President-elect Donald Trump is expected to pick Wilbur Ross, the billionaire investor nicknamed "king of bankruptcy" for buying and restructuring beaten-down companies, as Secretary of Commerce, according to a senior transition official.

The official isn’t authorised to publicly discuss the matter and requested anonymity.

If confirmerd, Mr Ross, estimated to be worth nearly $3bn by Forbes, would oversee a department with a budget of $8bn and nearly 47,000 employees across the US that describes itself as "the voice of US business" within the President’s cabinet.

The billionaire is chairman of WL Ross & Co, an investment firm that specialises in corporate restructurings. While Mr Ross doesn’t have the type of banking ties that have raised eyebrows with some of Mr Trump’s other potential administration appointments, he remains a controversial pick.

Considered as a saviour of failing US companies, his admirers say he helped save jobs by snapping up distressed industrial businesses. However, workers often bore the cost in the form of pared-back retirement and health care benefits.

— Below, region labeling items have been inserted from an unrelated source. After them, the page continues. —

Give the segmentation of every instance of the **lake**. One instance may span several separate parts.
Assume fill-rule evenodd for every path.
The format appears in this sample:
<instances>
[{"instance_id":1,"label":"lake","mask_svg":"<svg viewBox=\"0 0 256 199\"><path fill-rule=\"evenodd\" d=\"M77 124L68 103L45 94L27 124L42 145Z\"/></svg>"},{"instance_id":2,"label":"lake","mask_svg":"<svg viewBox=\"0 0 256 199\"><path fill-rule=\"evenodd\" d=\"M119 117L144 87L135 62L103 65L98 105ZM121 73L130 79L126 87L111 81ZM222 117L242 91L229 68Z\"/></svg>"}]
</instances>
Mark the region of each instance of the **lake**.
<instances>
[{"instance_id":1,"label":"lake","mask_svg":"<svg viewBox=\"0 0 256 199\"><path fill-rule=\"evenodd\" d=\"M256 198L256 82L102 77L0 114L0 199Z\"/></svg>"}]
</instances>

That has led some to label him a "vulture investor" more interested in stripping corporate assets for profit than reviving ailing companies.

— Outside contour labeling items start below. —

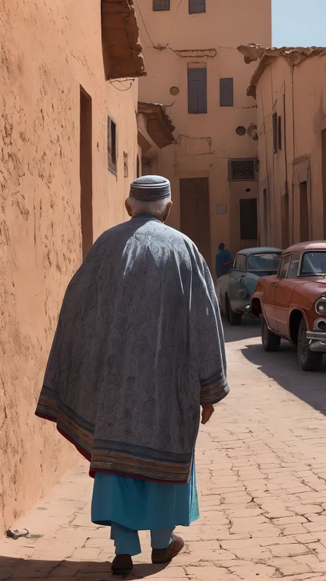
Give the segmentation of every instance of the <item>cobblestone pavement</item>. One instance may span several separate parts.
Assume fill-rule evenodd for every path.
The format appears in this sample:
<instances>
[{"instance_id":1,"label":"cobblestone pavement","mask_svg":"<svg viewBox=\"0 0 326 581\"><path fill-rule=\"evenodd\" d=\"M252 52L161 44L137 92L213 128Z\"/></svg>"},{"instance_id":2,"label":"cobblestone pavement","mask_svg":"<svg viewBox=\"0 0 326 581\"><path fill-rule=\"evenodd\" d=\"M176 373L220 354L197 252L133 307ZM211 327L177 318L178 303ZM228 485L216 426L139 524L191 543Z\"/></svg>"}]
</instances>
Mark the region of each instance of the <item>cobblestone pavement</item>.
<instances>
[{"instance_id":1,"label":"cobblestone pavement","mask_svg":"<svg viewBox=\"0 0 326 581\"><path fill-rule=\"evenodd\" d=\"M182 531L186 550L153 567L143 535L131 578L325 581L325 369L299 371L290 345L263 353L259 334L252 323L226 328L231 394L201 432L201 518ZM30 537L2 540L0 580L111 579L113 545L90 522L91 493L79 461L16 524Z\"/></svg>"}]
</instances>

In early 2006, the Sago coal mine owned by Ross exploded, triggering a collapse that killed a dozen miners. Federal safety inspectors in 2005 had cited the West Virginia mine with 208 violations.

Mr Ross said afterwards that he knew about the safety violations but that the mine’s management had assured him that it was a "safe situation."

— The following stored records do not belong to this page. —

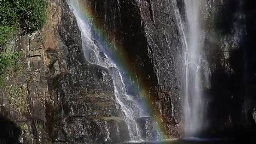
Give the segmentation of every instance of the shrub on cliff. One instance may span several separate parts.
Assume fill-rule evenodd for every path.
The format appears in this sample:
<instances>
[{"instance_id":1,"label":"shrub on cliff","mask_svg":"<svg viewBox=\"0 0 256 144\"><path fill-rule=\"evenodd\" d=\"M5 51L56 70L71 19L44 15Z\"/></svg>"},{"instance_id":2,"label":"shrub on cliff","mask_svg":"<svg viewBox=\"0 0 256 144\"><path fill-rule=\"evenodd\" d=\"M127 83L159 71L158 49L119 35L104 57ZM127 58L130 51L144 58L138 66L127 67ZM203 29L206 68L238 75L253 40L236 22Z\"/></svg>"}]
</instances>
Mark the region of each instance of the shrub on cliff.
<instances>
[{"instance_id":1,"label":"shrub on cliff","mask_svg":"<svg viewBox=\"0 0 256 144\"><path fill-rule=\"evenodd\" d=\"M24 34L46 22L47 0L0 0L0 46L20 28Z\"/></svg>"}]
</instances>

"He might be the second-most complicated person in the administration to vet, behind the president-elect himself," Norman Eisen, a Brookings Institution visiting fellow who once served as President Barack Obama's chief ethics lawyer, told Politico.

A long term Democrat who turned conservative, the 78 year-old billionaire backed Republican presidential nominee Mitt Romney in 2012. He emerged as one of Mr Trump’s early supporters in the business community, having endorsed him back in March.

He went on to serve as an economic adviser for Mr Trump through the campaign.

‘‘Part of the reason why I’m supporting Trump is that I think we need a more radical, new approach to government— at least in the US — from what we’ve had before,’’ Ross told CNBC in June.

Mr Trump acknowledged he was considering Mr. Ross for commerce when the two met on November 20.

“That’s what we’re looking for,” Mr Trump told reporters.